Linear and Logistic Regression

In this section we will learn about linear regression and logistic regression. These are two fundamental statistical modeling techniques that are commonly used by researchers in many different fields to test theoretical models of the relationship between a set of independent variables (variables that are thought to be causally related to another variable, called the dependent variable) and a dependent variable (the variable that is hypothesized to be influenced by the independent variables).

The fundamental difference between linear and logistic regression is that in linear regression the dependent variable is a numeric variable, whereas in logistic regression the dependent variable is a categorical variable. For example, if we were building a model to test a proposed relationship between the independent variables advertising expenditures and investment in research and development and the dependent variable product sales we would use linear regression because the dependent variable, product sales, is a numeric quantity. On the other hand, if we were building a model to test the relationship between the independent variables credit score and yearly income and a dependent variable that represents whether a borrower defaults on a loan we would use logistic regression because the dependent variable is a categorical variable consisting of two categories: will default and won’t default.

The way in which we have described linear and logistic regression models being used so far can be thought of as explanatory modeling; the purpose of an explanatory model is to explain the relationship between the independent variables and the dependent variable. For example, the linear regression models we run will produce estimates of how much the dependent variable changes in response to a one-unit change in each of the independent variables when all other variables are held constant. In other words, for the regression model proposed above that has advertising expenditures and research and development investment as independent variables and product sales as the dependent variable the regression model will estimate how much a one unit increase in advertising expenditures affects product sales and how much a one unit increase in research and development investment affects product sales. Moreover, the linear regression model will also conduct a formal hypothesis test for each independent variable in which the null hypothesis is that the variable is actually unrelated to the dependent variable (and thus any relationship estimated by the regression model is the result of random chance).

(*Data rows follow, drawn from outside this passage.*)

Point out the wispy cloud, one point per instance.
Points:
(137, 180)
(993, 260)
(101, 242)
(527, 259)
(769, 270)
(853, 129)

You can see how such a model could be used for testing hypotheses about the causal relationship between the independent and dependent variables. If our hypothesis is that both advertising expenditures and research and development investments will lead to higher product sales, we can test our hypotheses by building and running a regression model with advertising expenditures and research and development investments as the independent variables and product sales as the dependent variable. If the linear regression model estimates a positive relationship between each independent variable and the dependent variable, and if the hypothesis test for each independent variable rejects the null hypothesis that the independent variable is actually unrelated to the dependent variable, then our hypotheses are supported by the linear regression model. However, if the relationship between one of the variables and product sales is found to be negative, or if the hypothesis test for one of the independent variables fails to reject the null hypothesis that the variable is unrelated to the dependent variable, then our hypothesis for that variable is not supported.

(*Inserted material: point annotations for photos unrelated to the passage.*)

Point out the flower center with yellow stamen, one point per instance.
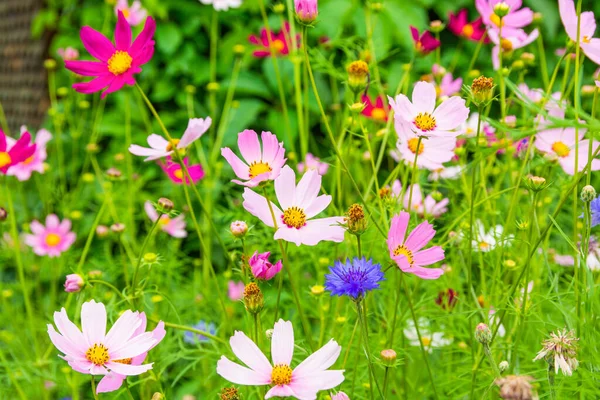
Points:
(561, 149)
(468, 30)
(97, 354)
(278, 45)
(425, 122)
(5, 159)
(281, 375)
(120, 62)
(52, 239)
(294, 217)
(257, 168)
(402, 250)
(378, 114)
(412, 145)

The equations produced by linear regression and logistic regression relate the values of the independent variables to the values of the dependent variables. Because of this these models may also be used to make predictions about the value of the dependent variable depending on the values of the independent variables. Using models to make predictions is called predictive modeling. We will take a closer look at how linear and logistic regression models are used for predictive modeling in the next section of the book, which covers machine learning for predictive analytics.